No ano que vem
Ah! … Eu vou ser feliz
Do jeito que eu sempre quis…
E mais um ano se vai e mais um ano que vem. Como todos os anos, já refeitos do sentimentalismo natalino, vamos nos vestir de branco, erguer taças de champanha, trocar votos de felicidades, estabelecer novas metas e abrigar no coração a esperança para tempos melhores. Faz-se um breve intervalo de euforia que culmina com o baile de réveillon onde dançamos, comemos e bebemos, como se a vida fosse uma eterna festa! E que seja pelo menos no último dia do ano! No dia seguinte, um desconfortável silêncio se instaura como um prenúncio de realidade com gosto de depressão e ressaca. A correria de fim de ano vem ao encontro da aceleração planetária, expressão já na moda que traduz essa ansiedade generalizada que oprime de tal forma as pessoas que não dá a elas a chance de refletir sobre a vida, antes, obriga-as a vivê-la impetuosamente, passando a falsa impressão de que o dia de amanhã tem que ser vivido hoje, pois o hoje não foi vivido a contento, aliás, o mais apropriado seria falar em insatisfação planetária acelerada. Afinal, donde vem tanta insatisfação, essa sensação amarga de falta, de ausência?

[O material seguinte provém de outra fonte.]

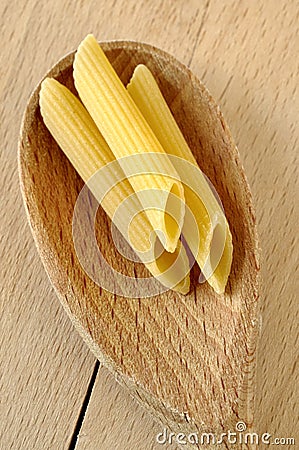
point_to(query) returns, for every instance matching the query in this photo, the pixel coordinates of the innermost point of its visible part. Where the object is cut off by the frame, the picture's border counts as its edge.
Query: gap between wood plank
(84, 407)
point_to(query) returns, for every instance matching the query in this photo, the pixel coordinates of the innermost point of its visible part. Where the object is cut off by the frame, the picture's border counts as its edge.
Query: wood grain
(245, 52)
(188, 359)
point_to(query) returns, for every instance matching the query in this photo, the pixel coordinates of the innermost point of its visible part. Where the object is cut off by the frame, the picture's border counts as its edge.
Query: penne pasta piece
(127, 133)
(214, 253)
(79, 138)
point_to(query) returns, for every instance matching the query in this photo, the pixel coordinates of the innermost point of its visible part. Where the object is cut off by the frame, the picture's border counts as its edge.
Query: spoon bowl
(188, 359)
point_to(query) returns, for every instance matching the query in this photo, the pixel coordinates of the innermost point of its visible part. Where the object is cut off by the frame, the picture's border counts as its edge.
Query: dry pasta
(212, 225)
(127, 133)
(79, 138)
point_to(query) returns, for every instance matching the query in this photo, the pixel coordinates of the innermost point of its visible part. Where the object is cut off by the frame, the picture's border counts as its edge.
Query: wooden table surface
(54, 395)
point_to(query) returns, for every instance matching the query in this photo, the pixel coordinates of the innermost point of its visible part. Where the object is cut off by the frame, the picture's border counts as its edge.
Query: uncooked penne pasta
(214, 253)
(127, 133)
(79, 138)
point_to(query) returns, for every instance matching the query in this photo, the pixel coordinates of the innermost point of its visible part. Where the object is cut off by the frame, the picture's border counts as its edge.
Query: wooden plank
(118, 421)
(246, 64)
(245, 52)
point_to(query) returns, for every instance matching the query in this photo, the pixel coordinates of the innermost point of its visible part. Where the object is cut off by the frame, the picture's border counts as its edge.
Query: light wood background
(246, 52)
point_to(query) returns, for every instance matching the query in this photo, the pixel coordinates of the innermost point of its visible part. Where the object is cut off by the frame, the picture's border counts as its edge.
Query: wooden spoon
(188, 359)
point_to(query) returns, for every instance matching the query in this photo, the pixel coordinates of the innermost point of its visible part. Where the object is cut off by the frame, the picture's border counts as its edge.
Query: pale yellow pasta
(79, 138)
(127, 133)
(212, 225)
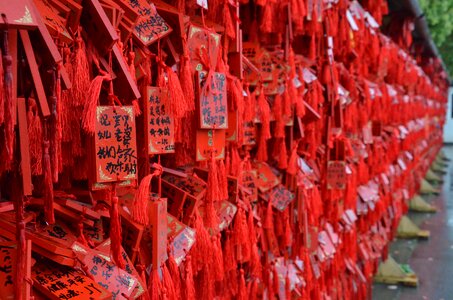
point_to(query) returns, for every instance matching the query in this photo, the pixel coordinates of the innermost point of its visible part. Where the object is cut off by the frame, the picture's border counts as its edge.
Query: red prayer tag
(203, 45)
(158, 221)
(64, 283)
(210, 141)
(280, 197)
(182, 238)
(160, 124)
(249, 182)
(213, 100)
(249, 133)
(104, 271)
(115, 144)
(336, 175)
(150, 25)
(231, 133)
(266, 179)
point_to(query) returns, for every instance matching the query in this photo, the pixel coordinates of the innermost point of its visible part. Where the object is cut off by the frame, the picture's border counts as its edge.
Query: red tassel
(240, 232)
(292, 163)
(140, 205)
(81, 74)
(8, 102)
(255, 264)
(178, 104)
(312, 48)
(228, 22)
(287, 287)
(89, 111)
(223, 181)
(242, 292)
(202, 244)
(115, 233)
(275, 279)
(261, 154)
(2, 78)
(168, 283)
(185, 73)
(213, 195)
(217, 262)
(136, 106)
(283, 157)
(81, 238)
(154, 285)
(175, 275)
(189, 286)
(267, 18)
(229, 262)
(35, 138)
(48, 185)
(279, 122)
(253, 289)
(264, 113)
(287, 103)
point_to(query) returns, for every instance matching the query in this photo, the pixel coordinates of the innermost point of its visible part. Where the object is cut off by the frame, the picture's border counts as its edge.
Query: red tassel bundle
(89, 111)
(142, 196)
(115, 233)
(48, 185)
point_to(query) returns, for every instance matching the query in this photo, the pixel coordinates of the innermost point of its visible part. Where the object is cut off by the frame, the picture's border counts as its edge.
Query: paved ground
(431, 259)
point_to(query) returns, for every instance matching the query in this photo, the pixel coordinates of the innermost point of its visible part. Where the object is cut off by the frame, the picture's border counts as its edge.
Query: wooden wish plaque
(8, 251)
(115, 144)
(64, 283)
(266, 179)
(160, 124)
(203, 43)
(280, 197)
(212, 91)
(182, 238)
(150, 25)
(103, 270)
(210, 141)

Será que esse sentimento de incompletude apareceu depois que o homem, que bem o diga Freud, passada a arrogância de seu narcisismo, deparou-se com a fragilidade de sua, até então, indiscutível e pretensa onipotência? Primeiro, descobriu que a Terra não era o centro do Universo, depois que sua natureza não era assim tão diferente da dos animais e por fim, que ele não era o senhor de sua própria casa, ou seja, havia uma grande parte da sua mente que ele não conhecia e não podia controlar. Solapadas, assim, as bases humanas, restou ao homem viver imprecisamente, como já dizia Fernando Pessoa, navegar é preciso, viver não é preciso. Numa tentativa obstinada de controle, o homem sempre retoma e retorna ao leme, nutrindo-se de uma teimosa ilusão de que ele é quem manda e conduz. Doce ilusão, ledo engano! O rio corre mesmo é sozinho. Mas o homem é assim desse jeito, é da essência humana achar que pode tudo.

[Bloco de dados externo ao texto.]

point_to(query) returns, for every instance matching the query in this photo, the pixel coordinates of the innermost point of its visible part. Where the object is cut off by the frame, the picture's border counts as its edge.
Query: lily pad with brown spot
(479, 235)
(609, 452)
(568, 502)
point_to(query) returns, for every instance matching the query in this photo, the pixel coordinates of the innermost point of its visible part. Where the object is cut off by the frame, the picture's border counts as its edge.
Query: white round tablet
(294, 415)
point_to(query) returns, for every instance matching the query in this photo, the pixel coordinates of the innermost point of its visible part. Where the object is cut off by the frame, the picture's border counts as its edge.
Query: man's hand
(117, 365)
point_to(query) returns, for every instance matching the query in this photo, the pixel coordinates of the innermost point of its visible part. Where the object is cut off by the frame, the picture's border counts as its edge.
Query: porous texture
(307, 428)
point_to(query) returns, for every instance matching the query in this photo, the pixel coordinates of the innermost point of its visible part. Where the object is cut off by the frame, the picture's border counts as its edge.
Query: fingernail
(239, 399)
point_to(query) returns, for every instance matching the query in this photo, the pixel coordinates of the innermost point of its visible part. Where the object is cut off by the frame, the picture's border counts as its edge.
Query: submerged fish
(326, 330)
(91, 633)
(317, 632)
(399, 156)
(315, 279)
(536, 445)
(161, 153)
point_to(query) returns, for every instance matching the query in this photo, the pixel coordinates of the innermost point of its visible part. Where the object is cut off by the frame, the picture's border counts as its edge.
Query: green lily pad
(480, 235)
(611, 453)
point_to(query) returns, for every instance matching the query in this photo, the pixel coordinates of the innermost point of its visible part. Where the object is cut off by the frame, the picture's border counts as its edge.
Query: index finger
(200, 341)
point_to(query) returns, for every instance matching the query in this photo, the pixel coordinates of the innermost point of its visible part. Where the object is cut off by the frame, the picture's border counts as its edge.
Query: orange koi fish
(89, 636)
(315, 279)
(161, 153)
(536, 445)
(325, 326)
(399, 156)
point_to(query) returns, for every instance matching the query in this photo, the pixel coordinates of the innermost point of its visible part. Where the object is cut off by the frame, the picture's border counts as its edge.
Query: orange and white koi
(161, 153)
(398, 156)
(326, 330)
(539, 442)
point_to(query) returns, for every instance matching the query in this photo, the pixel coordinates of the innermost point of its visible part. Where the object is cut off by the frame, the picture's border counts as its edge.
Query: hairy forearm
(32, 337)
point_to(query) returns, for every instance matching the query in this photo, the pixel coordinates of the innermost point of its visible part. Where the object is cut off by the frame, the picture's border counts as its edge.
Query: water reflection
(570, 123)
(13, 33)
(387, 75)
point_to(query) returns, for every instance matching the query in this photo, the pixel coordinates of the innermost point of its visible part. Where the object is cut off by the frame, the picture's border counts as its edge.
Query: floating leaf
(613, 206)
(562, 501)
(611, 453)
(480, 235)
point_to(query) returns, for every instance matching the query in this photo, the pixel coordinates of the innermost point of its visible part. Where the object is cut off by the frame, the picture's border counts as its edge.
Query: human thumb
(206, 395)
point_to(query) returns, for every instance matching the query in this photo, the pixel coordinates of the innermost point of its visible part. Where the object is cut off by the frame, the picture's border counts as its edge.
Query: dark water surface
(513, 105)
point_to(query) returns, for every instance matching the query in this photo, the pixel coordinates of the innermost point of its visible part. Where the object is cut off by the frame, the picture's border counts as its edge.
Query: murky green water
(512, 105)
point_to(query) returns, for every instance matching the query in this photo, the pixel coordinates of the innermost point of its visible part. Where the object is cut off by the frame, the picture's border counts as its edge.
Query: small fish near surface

Mas, enfim, como ser feliz nessa imprecisão e ausência de garantias? Como aquietar as ruidosas e dramáticas emoções se elas nos lembram continuamente de que caminhamos, assim como o equilibrista, num tênue fio a milhares de metros do chão? Felicidade não tem fórmula nem receita, cada um que descubra a sua. Há quem dê dicas preciosas como Guimarães Rosa que diz que, felicidade só em raros momentos de distração. Vamos vivendo, esbarrando na felicidade aqui e ali, mas ela se esquiva, não se dá por inteira, até parece querer nos dizer que ela só é plena quando nos esquecemos de persegui-la. Mas é Ano Novo, então, vamos parar de fumar, recomeçar aquela dieta, frequentar um novo curso, sobretudo vamos amar um pouco mais as pessoas, a nós mesmos, os animais, a natureza, a cidade em que vivemos, o nosso país, o nosso planeta ferido e carente de amor.
E para terminar, lembre-se, somos apaixonáveis, somos sempre capazes de amar muitas e muitas vezes, afinal de contas, nós somos o “Amor” (Carlos Drummond de Andrade).